Between two worlds

I’ve been bedridden this entire past week with what I believe might have been the flu.  Dry cough, fever of 103, body aches; I felt awful.  Tuesday was the height of my fever, at which I felt delirious at one point, and being unable to read or do anything of substance, I decided I’d watch Brooklyn on Netflix.

Before I left Baltimore for Ireland this past summer, I saw that it would be screened in Mount Vernon Place during their summer movie series.  I was really interested to see it, but unfortunately (maybe fortunately, as you will understand later) it wasn’t scheduled to be shown until after I had left.  Forgotten for about a month, I came across a copy of the book on which it was based, written by Colm Toibin,at the Mecca of new/used bookstores, Chapters, in Dublin.  This writer, I’d been hearing, was being hailed as one of Ireland’s best contemporary authors.  So, I decided to pick it up.

I must say, I didn’t find anything spectacular about the writing, in style or in prose, but it was a good story and one I easily engaged with.  I try to throw in “fluff” novels in between my heavier reading, reading that can tedious to get through at times but ultimately challenges and inspires me.  I tend to dog ear pages in books I’m reading that have insightful or meaningful quotes.  Some of my books have dozens of these little folded corners.  This one has none.

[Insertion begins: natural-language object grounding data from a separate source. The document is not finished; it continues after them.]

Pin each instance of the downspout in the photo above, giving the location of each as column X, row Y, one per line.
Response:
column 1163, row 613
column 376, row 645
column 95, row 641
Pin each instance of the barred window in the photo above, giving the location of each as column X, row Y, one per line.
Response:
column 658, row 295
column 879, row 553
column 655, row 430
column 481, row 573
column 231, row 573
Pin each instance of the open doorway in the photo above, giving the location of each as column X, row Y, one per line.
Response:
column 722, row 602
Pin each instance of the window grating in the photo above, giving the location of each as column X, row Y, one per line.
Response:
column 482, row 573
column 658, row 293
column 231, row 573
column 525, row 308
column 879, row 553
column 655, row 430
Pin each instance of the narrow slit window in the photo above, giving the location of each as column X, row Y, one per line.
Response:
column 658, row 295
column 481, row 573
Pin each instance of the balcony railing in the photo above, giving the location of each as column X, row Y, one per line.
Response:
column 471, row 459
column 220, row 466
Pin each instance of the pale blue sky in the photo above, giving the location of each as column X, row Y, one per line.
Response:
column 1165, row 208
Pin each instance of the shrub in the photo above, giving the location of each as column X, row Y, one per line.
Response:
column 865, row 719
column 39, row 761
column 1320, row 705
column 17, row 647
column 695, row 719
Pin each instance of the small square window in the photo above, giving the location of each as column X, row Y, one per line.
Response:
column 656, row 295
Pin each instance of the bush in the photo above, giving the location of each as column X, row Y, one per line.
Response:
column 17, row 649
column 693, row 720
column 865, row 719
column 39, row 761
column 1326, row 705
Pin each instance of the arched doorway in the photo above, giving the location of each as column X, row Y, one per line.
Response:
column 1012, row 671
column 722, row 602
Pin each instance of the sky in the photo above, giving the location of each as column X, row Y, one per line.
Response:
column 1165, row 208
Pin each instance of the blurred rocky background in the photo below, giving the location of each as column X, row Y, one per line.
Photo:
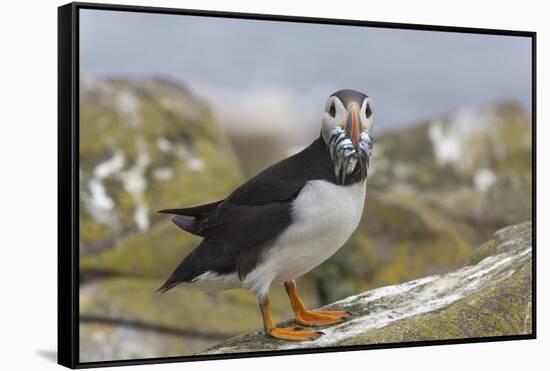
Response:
column 436, row 190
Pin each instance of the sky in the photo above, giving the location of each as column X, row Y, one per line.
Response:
column 280, row 74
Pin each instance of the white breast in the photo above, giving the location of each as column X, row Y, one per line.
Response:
column 324, row 216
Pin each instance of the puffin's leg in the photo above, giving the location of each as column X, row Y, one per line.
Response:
column 312, row 317
column 286, row 333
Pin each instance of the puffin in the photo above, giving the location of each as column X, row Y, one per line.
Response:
column 286, row 220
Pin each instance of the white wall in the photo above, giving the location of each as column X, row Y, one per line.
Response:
column 28, row 186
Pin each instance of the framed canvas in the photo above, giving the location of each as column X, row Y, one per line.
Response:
column 240, row 185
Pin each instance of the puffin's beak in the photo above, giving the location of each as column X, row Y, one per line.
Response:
column 353, row 123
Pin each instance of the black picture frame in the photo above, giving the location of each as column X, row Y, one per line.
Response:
column 68, row 180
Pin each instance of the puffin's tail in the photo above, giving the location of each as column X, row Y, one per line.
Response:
column 190, row 218
column 167, row 286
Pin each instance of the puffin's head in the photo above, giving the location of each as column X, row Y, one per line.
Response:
column 346, row 129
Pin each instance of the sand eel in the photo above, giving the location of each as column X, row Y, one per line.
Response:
column 286, row 220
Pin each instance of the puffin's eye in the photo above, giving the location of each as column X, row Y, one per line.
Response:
column 368, row 111
column 332, row 110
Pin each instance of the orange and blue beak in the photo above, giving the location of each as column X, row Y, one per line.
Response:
column 353, row 124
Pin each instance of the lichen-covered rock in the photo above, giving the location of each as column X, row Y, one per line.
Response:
column 474, row 162
column 491, row 297
column 144, row 144
column 125, row 318
column 400, row 238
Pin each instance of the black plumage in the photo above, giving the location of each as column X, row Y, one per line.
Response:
column 237, row 229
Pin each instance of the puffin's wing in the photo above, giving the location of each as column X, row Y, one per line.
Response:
column 235, row 237
column 190, row 218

While Molly was here and we were away in Limerick, we touched upon the subject of literature and I asked if she had read Brooklyn.  She wasn’t aware that it was a book first but highly recommended the movie.  I’m usually very skeptical about what other people consider a good movie, but she sold me talking about the director’s use of light to color the moods and scenery.  I decided I would give it a try.

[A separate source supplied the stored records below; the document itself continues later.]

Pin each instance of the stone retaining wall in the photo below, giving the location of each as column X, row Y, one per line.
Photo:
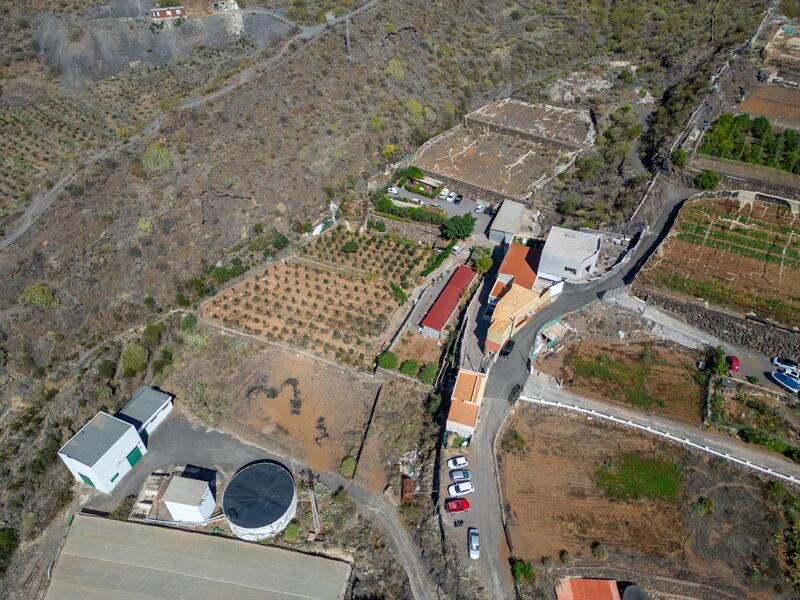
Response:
column 765, row 339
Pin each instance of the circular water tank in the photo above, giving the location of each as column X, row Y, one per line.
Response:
column 260, row 500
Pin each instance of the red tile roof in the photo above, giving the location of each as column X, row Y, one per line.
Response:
column 448, row 299
column 520, row 262
column 587, row 589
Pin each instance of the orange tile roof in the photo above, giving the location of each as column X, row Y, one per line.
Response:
column 469, row 386
column 587, row 589
column 464, row 413
column 520, row 262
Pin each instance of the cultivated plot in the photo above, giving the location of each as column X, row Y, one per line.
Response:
column 739, row 255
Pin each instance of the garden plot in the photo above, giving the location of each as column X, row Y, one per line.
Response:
column 334, row 312
column 739, row 255
column 590, row 494
column 658, row 377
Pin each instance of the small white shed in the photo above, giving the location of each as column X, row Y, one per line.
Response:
column 146, row 410
column 102, row 452
column 189, row 500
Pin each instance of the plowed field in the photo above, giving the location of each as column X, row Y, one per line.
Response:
column 737, row 255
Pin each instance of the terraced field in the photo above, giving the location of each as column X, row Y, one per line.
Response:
column 739, row 255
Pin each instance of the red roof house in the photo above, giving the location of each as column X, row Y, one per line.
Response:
column 587, row 589
column 434, row 322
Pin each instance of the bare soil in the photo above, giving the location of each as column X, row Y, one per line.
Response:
column 276, row 398
column 556, row 505
column 668, row 381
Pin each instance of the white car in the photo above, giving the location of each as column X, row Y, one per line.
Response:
column 474, row 543
column 457, row 490
column 457, row 462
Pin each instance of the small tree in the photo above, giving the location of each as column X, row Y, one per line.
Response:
column 706, row 180
column 679, row 158
column 388, row 360
column 459, row 227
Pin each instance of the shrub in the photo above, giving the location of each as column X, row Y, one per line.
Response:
column 348, row 467
column 8, row 543
column 394, row 69
column 157, row 160
column 134, row 359
column 409, row 367
column 428, row 373
column 706, row 180
column 388, row 360
column 188, row 323
column 292, row 533
column 702, row 506
column 523, row 571
column 679, row 158
column 38, row 294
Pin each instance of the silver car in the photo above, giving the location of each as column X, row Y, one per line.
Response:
column 474, row 543
column 460, row 475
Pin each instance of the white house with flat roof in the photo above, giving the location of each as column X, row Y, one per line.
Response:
column 189, row 500
column 569, row 255
column 148, row 408
column 103, row 452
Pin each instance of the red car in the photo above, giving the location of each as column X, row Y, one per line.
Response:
column 456, row 505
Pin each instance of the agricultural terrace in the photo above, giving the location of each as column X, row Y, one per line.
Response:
column 752, row 140
column 394, row 260
column 592, row 494
column 336, row 303
column 658, row 377
column 739, row 255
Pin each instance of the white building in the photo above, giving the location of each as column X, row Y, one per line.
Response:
column 146, row 411
column 103, row 451
column 569, row 255
column 189, row 500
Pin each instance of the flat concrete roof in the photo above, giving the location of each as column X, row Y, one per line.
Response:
column 104, row 559
column 509, row 218
column 183, row 490
column 95, row 438
column 572, row 245
column 145, row 403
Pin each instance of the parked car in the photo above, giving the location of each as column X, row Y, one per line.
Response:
column 514, row 395
column 785, row 364
column 786, row 381
column 459, row 475
column 457, row 490
column 456, row 505
column 457, row 462
column 474, row 543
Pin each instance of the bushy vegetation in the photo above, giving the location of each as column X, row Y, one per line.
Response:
column 633, row 476
column 38, row 295
column 157, row 160
column 134, row 359
column 752, row 140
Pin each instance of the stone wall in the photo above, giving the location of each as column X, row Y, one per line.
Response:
column 765, row 339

Aside from the fact the cinematography was beautifully done, the character selection was perfect; the acting was realistic which made it relatable.  And while the movie stayed very true to the book, I found that it resonated with me in a much deeper way.  I think there are certain things films can portray that the written word cannot; it was those moments of silence at the family dinner table before she left, her departure on the boat.  Moments that I myself could relate to yet, at the time they occurred, also could not verbalize.

I found myself sobbing through the entirety of the movie because I genuinely felt for the main character Eilis and understood the whirlwind of emotions she was facing and, looking outside the parameters of the film, would always face due to her choice to leave her old life in Ireland.  I felt that the overarching theme of the movie was about being stuck between two worlds: one that holds your family and familiar friends and surroundings, and the other filled with adventure and change.  This is where I find myself.

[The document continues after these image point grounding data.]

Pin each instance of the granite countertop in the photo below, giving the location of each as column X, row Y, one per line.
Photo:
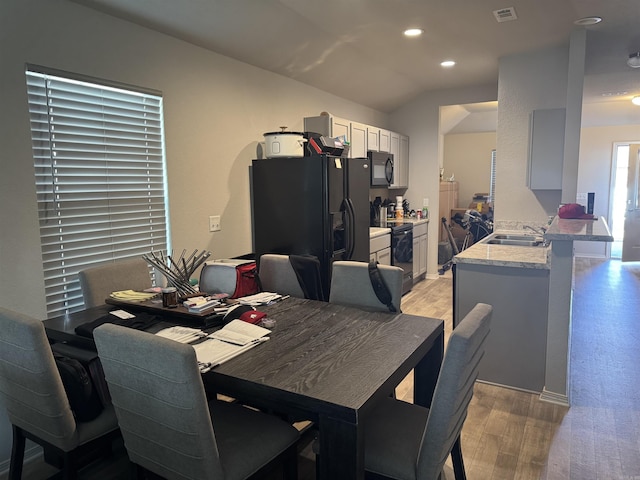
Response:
column 396, row 221
column 585, row 230
column 505, row 255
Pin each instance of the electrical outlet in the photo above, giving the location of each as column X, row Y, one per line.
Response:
column 214, row 223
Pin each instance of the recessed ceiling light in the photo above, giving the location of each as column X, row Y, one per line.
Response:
column 413, row 32
column 586, row 21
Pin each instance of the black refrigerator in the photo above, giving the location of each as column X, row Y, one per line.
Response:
column 316, row 205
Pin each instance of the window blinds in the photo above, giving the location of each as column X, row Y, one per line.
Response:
column 100, row 178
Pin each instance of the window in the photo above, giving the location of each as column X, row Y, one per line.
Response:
column 98, row 152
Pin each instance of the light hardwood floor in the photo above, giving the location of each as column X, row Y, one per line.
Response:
column 513, row 435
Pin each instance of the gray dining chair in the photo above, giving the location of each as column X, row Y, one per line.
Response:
column 31, row 389
column 408, row 442
column 99, row 281
column 351, row 285
column 167, row 424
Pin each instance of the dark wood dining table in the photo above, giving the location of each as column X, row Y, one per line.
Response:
column 324, row 362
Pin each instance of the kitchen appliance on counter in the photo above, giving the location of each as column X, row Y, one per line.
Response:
column 402, row 252
column 381, row 168
column 315, row 205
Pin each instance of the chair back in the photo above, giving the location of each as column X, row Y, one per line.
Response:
column 351, row 285
column 30, row 385
column 99, row 281
column 454, row 390
column 157, row 391
column 277, row 275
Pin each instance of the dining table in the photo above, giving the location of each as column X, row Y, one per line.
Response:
column 326, row 363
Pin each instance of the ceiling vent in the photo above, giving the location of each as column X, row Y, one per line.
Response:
column 505, row 14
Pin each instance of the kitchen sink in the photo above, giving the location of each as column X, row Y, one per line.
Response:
column 514, row 240
column 509, row 236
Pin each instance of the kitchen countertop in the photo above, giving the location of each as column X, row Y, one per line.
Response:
column 396, row 221
column 586, row 230
column 505, row 255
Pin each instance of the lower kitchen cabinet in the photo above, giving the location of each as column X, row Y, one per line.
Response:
column 419, row 250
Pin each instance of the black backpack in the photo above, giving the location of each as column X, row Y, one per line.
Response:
column 83, row 398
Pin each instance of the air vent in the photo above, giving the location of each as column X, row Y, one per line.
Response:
column 505, row 14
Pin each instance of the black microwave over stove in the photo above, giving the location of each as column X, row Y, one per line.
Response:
column 381, row 168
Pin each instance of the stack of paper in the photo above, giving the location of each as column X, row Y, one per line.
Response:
column 132, row 295
column 233, row 339
column 201, row 304
column 262, row 298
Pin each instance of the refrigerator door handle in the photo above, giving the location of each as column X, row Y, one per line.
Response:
column 350, row 228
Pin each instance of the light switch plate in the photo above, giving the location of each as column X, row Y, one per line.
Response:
column 214, row 223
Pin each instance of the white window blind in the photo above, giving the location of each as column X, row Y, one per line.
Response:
column 100, row 178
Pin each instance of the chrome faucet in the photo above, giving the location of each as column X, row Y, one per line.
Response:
column 539, row 231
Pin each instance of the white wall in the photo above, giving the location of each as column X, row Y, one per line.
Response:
column 594, row 174
column 468, row 157
column 527, row 82
column 216, row 110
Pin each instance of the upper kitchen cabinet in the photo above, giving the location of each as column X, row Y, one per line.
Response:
column 399, row 147
column 358, row 140
column 373, row 139
column 546, row 149
column 384, row 141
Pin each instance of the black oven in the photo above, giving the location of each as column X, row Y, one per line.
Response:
column 402, row 252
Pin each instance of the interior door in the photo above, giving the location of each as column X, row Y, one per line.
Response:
column 631, row 241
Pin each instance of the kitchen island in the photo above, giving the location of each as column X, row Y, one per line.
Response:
column 530, row 289
column 515, row 280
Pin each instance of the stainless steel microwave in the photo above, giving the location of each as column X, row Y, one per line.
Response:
column 381, row 168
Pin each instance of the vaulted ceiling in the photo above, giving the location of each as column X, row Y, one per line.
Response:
column 355, row 48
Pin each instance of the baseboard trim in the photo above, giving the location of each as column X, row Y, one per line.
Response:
column 556, row 398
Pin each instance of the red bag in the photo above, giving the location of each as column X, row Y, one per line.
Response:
column 236, row 278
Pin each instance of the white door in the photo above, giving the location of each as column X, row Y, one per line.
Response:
column 631, row 241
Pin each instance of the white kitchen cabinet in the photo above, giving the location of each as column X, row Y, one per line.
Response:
column 546, row 149
column 420, row 250
column 384, row 141
column 373, row 139
column 358, row 140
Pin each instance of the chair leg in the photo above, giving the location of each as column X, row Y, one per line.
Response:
column 17, row 454
column 290, row 460
column 456, row 459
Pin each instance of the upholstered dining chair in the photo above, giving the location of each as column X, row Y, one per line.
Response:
column 278, row 274
column 409, row 442
column 99, row 281
column 351, row 285
column 31, row 389
column 167, row 424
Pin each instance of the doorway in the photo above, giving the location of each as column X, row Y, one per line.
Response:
column 619, row 196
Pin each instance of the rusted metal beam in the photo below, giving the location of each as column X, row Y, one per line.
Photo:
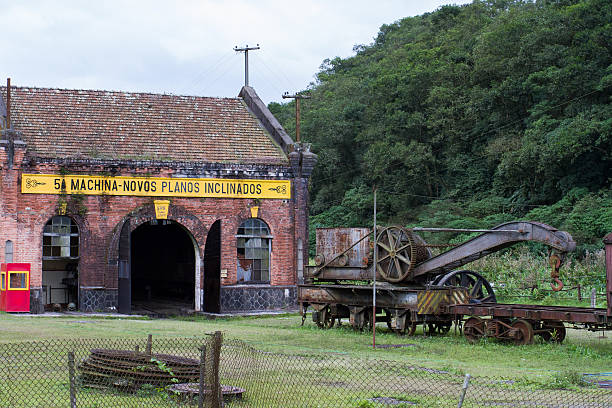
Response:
column 489, row 242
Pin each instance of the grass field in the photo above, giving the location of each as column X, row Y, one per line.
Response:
column 582, row 351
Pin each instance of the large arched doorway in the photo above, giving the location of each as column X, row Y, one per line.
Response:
column 162, row 263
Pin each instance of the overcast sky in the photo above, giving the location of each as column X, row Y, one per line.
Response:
column 186, row 47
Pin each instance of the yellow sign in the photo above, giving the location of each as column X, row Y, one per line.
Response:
column 154, row 186
column 161, row 209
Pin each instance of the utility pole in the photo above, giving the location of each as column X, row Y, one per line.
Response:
column 246, row 60
column 297, row 98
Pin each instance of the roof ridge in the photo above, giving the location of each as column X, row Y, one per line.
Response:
column 3, row 88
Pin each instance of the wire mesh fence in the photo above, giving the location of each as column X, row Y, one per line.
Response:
column 211, row 372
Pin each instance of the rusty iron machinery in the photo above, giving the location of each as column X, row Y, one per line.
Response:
column 403, row 257
column 415, row 287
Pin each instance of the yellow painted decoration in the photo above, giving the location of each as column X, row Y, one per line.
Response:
column 154, row 186
column 161, row 209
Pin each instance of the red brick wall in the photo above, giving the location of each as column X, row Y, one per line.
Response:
column 100, row 218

Before I left for Spain in 2014, I remember standing in the driveway of my Grandma’s house with my Mom.  She looked at me, confused, as my lower lip quivered and my eyes filled with tears.  “What’s wrong?” She asked, brows knitted.  As I moved forward to hug her, I said the only thing that could explain how I was feeling: “I don’t know.”

Leaving home, or my idea of home, is as painful to me as staying.  I’m not meant to be caged; routine and familiarity are the bars that hold me captive.  But, that doesn’t mean that leaving everything behind is easy.  On the contrary, the act of saying that last goodbye each time I leave lets loose what I can only describe as a black tornado of regret in my gut that threatens to rip me apart.  I’m acutely aware of the pain I cause my family and friends, but at the same time I know I am saving myself from the same feeling.  In this scenario, I always spare myself.

I’ve been struggling a lot lately with the prospect of the future.  Next week is the last week of classes before we go into finals.  I would be naive to think that the spring term won’t go by just as fast.  Before I know it, I’ll have to make some tough decisions regarding where I’ll go next and what I’ll do.  I have several ideas but don’t know which one is right yet.  All the time though, I struggle with this feeling of being torn between two worlds.  I want to do right by the people who want me home, but I have to be loyal to myself and what I understand about my precarious search for happiness.